Remove from skillet.  Add the flour to remaining oil in skillet; cook, stirring 
constantly, until the mixture (roux) turns light brown.  Return chicken to skillet; 
add sausage, onions, green pepper and tomatoes.  Cook about 10 minutes, stirring 
gently.  Stir in the water, salt, red pepper seasoning and rice.  Bring to boil; 
lower heat.  Cover; let simmer 15 minutes.  Stir in shrimp; simmer 15 minutes. 
Stir in parsley and green onions.  Simmer 5 minutes more or until rice is tender.
-------------------------------------
Creole  Jambalaya

1 chicken, cut up
4 1/2 c. water
1/3 c. onion
1 clove garlic, minced
1/2 lb. link pork sausage
1 tbsp. flour
1 can tomatoes, broken up
2 tbsp. parsley
2 tbsp. sweet pepper
1 1/4 tsp. salt
1 sm. bay leaf
1/2 tsp. thyme
1/4 tsp. red pepper
1 1/4 c. raw reg. cooking rice
1/2 lb. cooked ham, cut julienne
1/2 lb. shrimp

Simmer chicken in 4 cups water until tender.  Remove chicken from broth; 
reserve broth and chicken.  Slice sausage and brown in large Dutch oven. 
Remove sausage; pour off all but 2 tablespoons fat.  Add onion and garlic; 
saute 5 minutes.  Stir in flour.  Gradually add 2 1/2 cups of chicken broth. 
Add tomatoes, parsley and sweet pepper, salt, bay leaf, thyme, and red pepper. 
Bring to boiling; stir in chicken, sausage, rice, ham, and shrimp.  Reduce heat; 
cover and simmer until rice and chicken are tender, about 20 to 30 minutes. 
Yield:  8 portions.  Instead of putting rice in jambalaya, you may cook rice 
separately and serve jambalaya over rice. 

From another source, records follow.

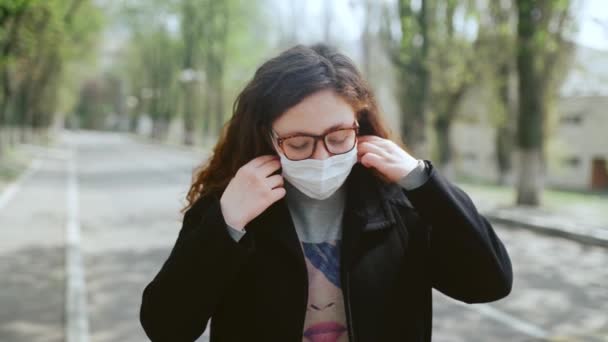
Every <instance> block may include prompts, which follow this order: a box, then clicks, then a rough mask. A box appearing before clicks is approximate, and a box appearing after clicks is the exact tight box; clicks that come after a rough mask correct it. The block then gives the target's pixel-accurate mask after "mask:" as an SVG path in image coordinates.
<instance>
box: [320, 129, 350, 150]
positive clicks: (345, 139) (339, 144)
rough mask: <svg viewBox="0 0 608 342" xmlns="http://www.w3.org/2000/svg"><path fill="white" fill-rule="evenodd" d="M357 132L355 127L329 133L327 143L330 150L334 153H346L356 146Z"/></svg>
mask: <svg viewBox="0 0 608 342" xmlns="http://www.w3.org/2000/svg"><path fill="white" fill-rule="evenodd" d="M355 138H356V133H355V130H354V129H341V130H338V131H334V132H331V133H329V134H328V135H327V136H326V137H325V143H326V144H327V149H329V152H331V153H334V154H340V153H346V152H348V151H350V150H352V148H353V147H354V146H355V140H356V139H355Z"/></svg>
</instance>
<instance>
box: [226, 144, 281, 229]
mask: <svg viewBox="0 0 608 342" xmlns="http://www.w3.org/2000/svg"><path fill="white" fill-rule="evenodd" d="M280 167H281V163H280V161H279V157H278V156H275V155H264V156H259V157H257V158H254V159H252V160H251V161H249V162H248V163H247V164H245V165H243V166H241V168H239V169H238V171H237V172H236V175H235V176H234V177H233V178H232V179H231V180H230V182H229V183H228V186H227V187H226V190H224V193H223V194H222V197H221V198H220V207H221V210H222V214H223V215H224V220H225V221H226V223H227V224H229V225H230V226H231V227H233V228H237V229H244V228H245V225H247V223H249V222H250V221H251V220H253V219H254V218H256V217H257V216H258V215H260V214H261V213H262V212H263V211H264V210H266V208H268V207H269V206H270V205H271V204H273V203H274V202H276V201H278V200H280V199H281V198H283V196H285V188H284V187H283V176H281V175H280V174H276V175H272V176H271V174H272V173H273V172H275V171H276V170H278V169H279V168H280Z"/></svg>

"Miss Etta used a combination of greens, the exact description of which was a secret she would one day carry to her grave. She swore, when forced to talk about it at all, that most of the leaves were turnip greens, but some might be wild greens she gathered from the fields around her house. The result, whatever the ingredients, was a dish unlike anything anywhere else on earth. The flavors were a balance of sweet and salty, sharp and soft, rich and clean. I put them in a bowl, because the liquid in which they were cooked was to be soaked up with cornbread, which was, in fact, the reason God invented cornbread at all."